Lee H, Yang J, Kim H, Kwon JW, Oh KH, Joo KW, Kim YS, Ahn C, Han JS, Kim S - J. Korean Med. Sci. (2010)

Bottom Line: Anti-erythropoietin antibodies usually cross-react with all kinds of recombinant erythropoietins; therefore, erythropoiesis-stimulating agent (ESA)-induced pure red-cell aplasia (PRCA) is not rescued by different ESAs.Interestingly, anti-erythropoietin antibodies were still detectable, although their concentration was too low for titration.In conclusion, darbepoetin-α can improve ESA-induced PRCA when the anti-erythropoietin antibody titer declines and its neutralizing capacity is lost.

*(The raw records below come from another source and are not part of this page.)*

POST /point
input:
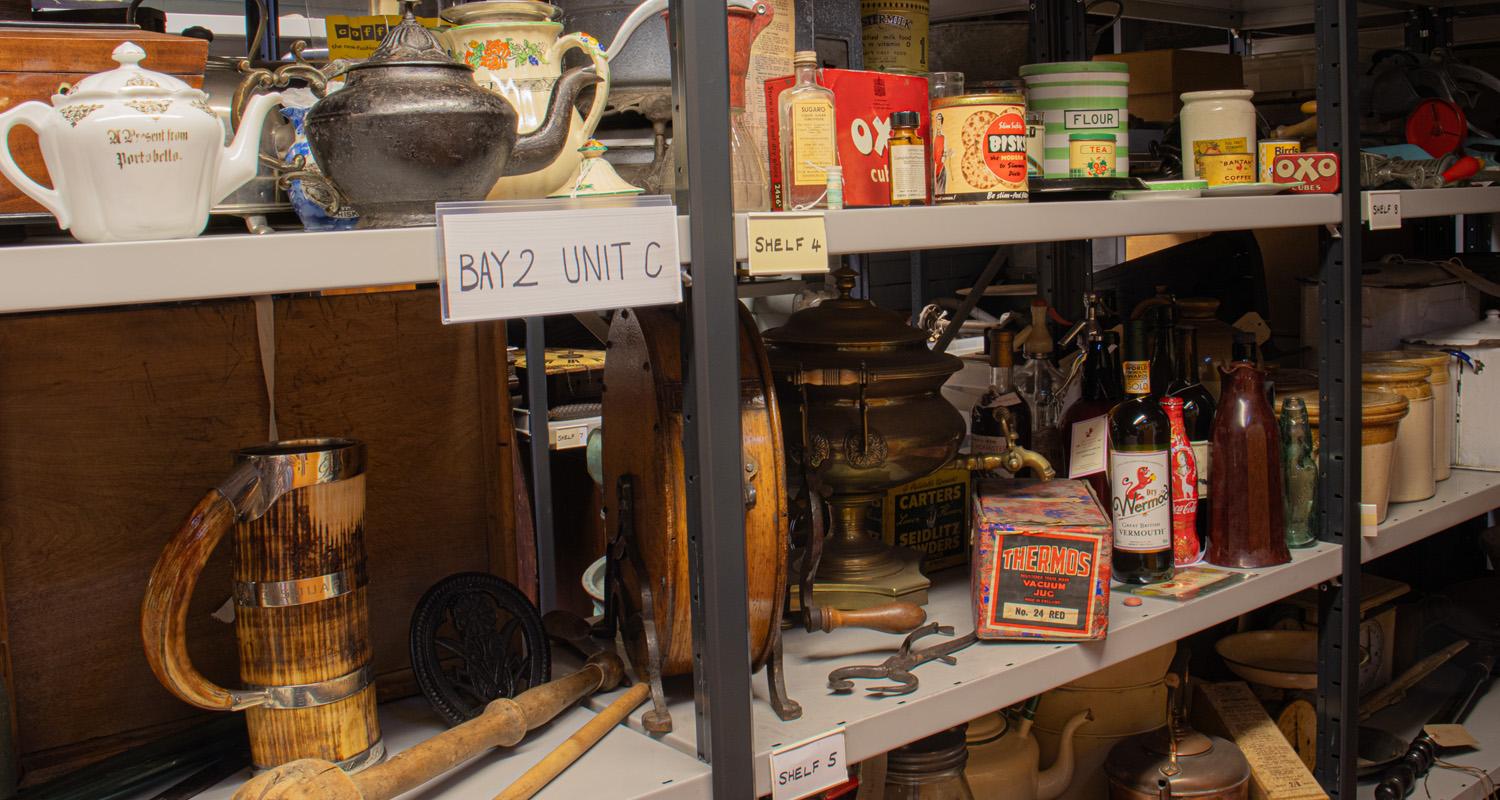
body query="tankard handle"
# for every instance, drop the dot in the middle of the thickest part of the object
(164, 613)
(596, 53)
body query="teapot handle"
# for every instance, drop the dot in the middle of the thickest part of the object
(38, 117)
(596, 53)
(164, 613)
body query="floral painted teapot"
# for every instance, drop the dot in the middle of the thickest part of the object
(516, 48)
(134, 153)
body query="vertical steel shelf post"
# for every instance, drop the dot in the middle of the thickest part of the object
(1337, 30)
(711, 445)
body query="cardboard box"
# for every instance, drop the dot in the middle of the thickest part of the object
(929, 515)
(1158, 78)
(1041, 560)
(1230, 710)
(863, 107)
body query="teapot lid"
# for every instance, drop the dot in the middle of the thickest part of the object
(126, 80)
(410, 44)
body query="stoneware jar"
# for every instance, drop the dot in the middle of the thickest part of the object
(1412, 473)
(1478, 390)
(1217, 122)
(1380, 415)
(1443, 400)
(134, 153)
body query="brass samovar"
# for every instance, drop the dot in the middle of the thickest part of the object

View Article: PubMed Central - PubMed

Affiliation: Divison of Nephrology, Department of Internal Medicine, Seoul National University Hospital, Seoul, Korea.

ABSTRACT
Anti-erythropoietin antibodies usually cross-react with all kinds of recombinant erythropoietins; therefore, erythropoiesis-stimulating agent (ESA)-induced pure red-cell aplasia (PRCA) is not rescued by different ESAs. Here, we present a case of ESA-induced PRCA in a 36-yr-old woman with chronic kidney disease, whose anemic condition improved following reintroduction of darbepoetin-α. The patient developed progressive, severe anemia after the use of erythropoietin-α. As the anemia did not improve after the administration of either other erythropoietin-α products or erythropoietin-β, all ESAs were discontinued. Oxymetholone therapy failed to improve the transfusion-dependent anemia and a rechallenge with ESAs continuously failed to obtain a sustained response. However, her anemia improved following reintroduction of darbepoetin-α at 3 yr after the initial diagnosis. Interestingly, anti-erythropoietin antibodies were still detectable, although their concentration was too low for titration. In conclusion, darbepoetin-α can improve ESA-induced PRCA when the anti-erythropoietin antibody titer declines and its neutralizing capacity is lost.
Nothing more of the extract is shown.